The newest round of math and reading scores on the National Assessment of Educational Progress, known as the “nation’s report card,” are due out early next week. We’ll see how 4th and 8th grade students performed nationally, in each state, and in 21 districts.
But apparently there’s already some buzz that the scores have dropped.
Michael Petrilli, the president of the Thomas B. Fordham Institute, wrote in a blog post today: “Rumors abound that the news is going to be bad, with scores down nationally and in a bunch of states. That will be used as fodder to attack Common Core, teacher evaluations, charter schools, or whatever else you happen not to like that’s prominent in today’s education policy conversation.”
Petrilli, who happens to like the policy efforts he’s listed above, offers an alternative explanation for the possible decrease—the economy. The last time the nation saw declines in NAEP scores was after the 1990 recession, he argues. (However, it’s worth noting that he uses the NAEP “long-term trends data” to show this—but that’s different from the data coming out on Wednesday, which is hard to compare over time.)
“While those of us in education reform are working hard to make sure that demography does not equal destiny, we must also acknowledge the strong link between students’ socioeconomic status and their academic achievement,” Petrilli writes. "[W]hen families are hurting financially, it’s harder for students to focus on learning.”
Ironically, this is the same argument that education historian Diane Ravitch and others who oppose reform efforts like high-stakes testing and increasing charter schools have been using for years: That poverty is to blame for most of the U.S. education system’s problems.
What’s more, the Great Recession ended in 2009. And the results coming out next week are from tests that students took earlier this year.
There’s no doubt that if the scores, which had been inching up recently, have now tanked, everyone will be pointing fingers. In fact, many people will surely point them directly at outgoing U.S. Secretary of Education Arne Duncan, who pushed through sweeping policy changes in a short time period. (And if the rumors are true, could this even be an explanation for his early exit, after he spent many years giving the impression he would remain until the end of President Obama’s term?)

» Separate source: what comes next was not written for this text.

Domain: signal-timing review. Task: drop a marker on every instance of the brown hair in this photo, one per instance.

Whatever the NAEP results say—and I emphasize here that neither I nor Petrilli have seen them—the caveat about “misNAEPery” applies: Remember that it’s extremely difficult to use NAEP data to prove whether a particular policy worked or didn’t work.
As Morgan Polikoff, a University of Southern California researcher, wrote recently, “any stories that come out in the weeks after NAEP scores are released should be, at best, tentative and hypothesis-generating (as opposed to definitive and causal effect-claiming).”